A team generally dresses six defensemen and twelve forwards, meaning 33% of the skaters on a team are defensemen. This provides context for the D% column. If players were not being delayed at the start of their careers, D% would be close to 33% for all ages.
The green-shaded cells show that the start of careers for defensemen are being delayed. Teenage defensemen are under-represented.
The final two columns can help us evaluate whether the delay is merited. Those cells contain the average F3PR-Score of the players who started their careers at a certain age, with yellow-shaded cells highlighting cells that are at least 1.0000 greater than the other position. From these data, I infer that the young defensemen who play in the NHL are generally better than the forwards in their age groups.
General managers are cautious with teenage defensemen, who face a steeper trust barrier. As a result, the teenage defensemen who do make NHL lineups tend to be stronger players than their forward counterparts. In effect, teams apply a higher standard to young blueliners.
This next table gives more information about the strength of young players. For each age and type of player (D=defenseman, F=Forward) you can see the number of players that played, the number that were F3A and the number that were F3B. The last datum for a position is the percentage of players who were F3A or F3B.

The cells that are shaded yellow are those whose value is at least 7% higher than the value of the other position. 58% of age-19 defensemen were F3A or F3B; only 38% of forwards were F3A or F3B.
Evaluating the Myth About the Development of Defensemen
To restate the myth, defensemen are assumed to require more time in the minors in order to play effectively in the NHL.
The data supports the myth in so far as it shows that defensemen, generally, are given more time in the minors. Players who start their careers at the ages of 18 and 19 are disproportionately forwards.
The data implies that the myth may be a slightly bad idea. The average F3PR-Score of a defenseman who started his career as a teenager is 11.8, while the average F3PR-Score of a similarly aged forward is 10.1.
When I talked to the son (my household hockey expert) about this, he thought that general managers might be protecting their young defensemen. His thoughts were that young defensemen are weak defensively, and since a defenseman’s weak defensive play will end up in the local press coverage, a young defenseman’s confidence could take a significant hit if he costs the team a couple of games.
The same pressure would not be placed on forwards; it seems to be accepted that a young forward can’t play defense.
Without boring you with two pages of technical stuff, I did confirm that young players are weak defensive players, both defensemen and forwards.
Summary
I expected to see that the younger a player plays well, the better his future is. This proved to be true. A good start doesn’t always lead to a good career, but it usually does. A weak start doesn’t always lead to a short career, but it usually does.

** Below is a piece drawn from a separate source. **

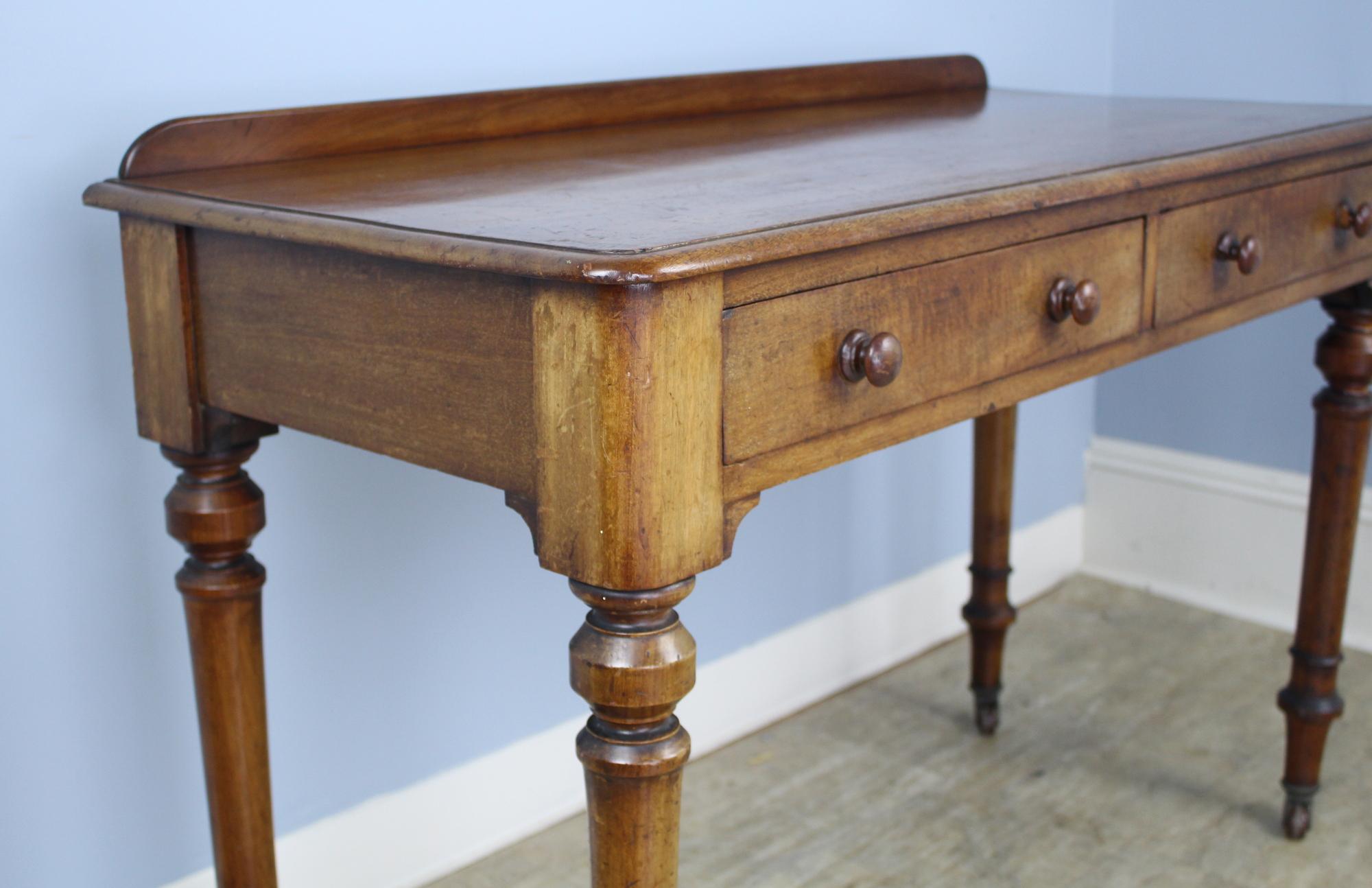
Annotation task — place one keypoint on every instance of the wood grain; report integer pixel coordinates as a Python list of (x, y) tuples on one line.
[(769, 470), (426, 364), (663, 200), (989, 611), (197, 143), (215, 511), (1344, 419), (629, 432), (1294, 224), (961, 323), (157, 290)]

I was not particularly surprised that defensemen start their careers as teenagers less frequently than do forwards. It is a maxim that defensemen have to learn to play defensively in order to be effective in the NHL. The data implies that General Managers are reluctant to play teenage defensemen, so only the very best teenage defensemen get a shot in the NHL. Teenage defensemen are likely not better than teenage forwards. What is happening is their numbers are “filtered” by the decisions taken by general managers.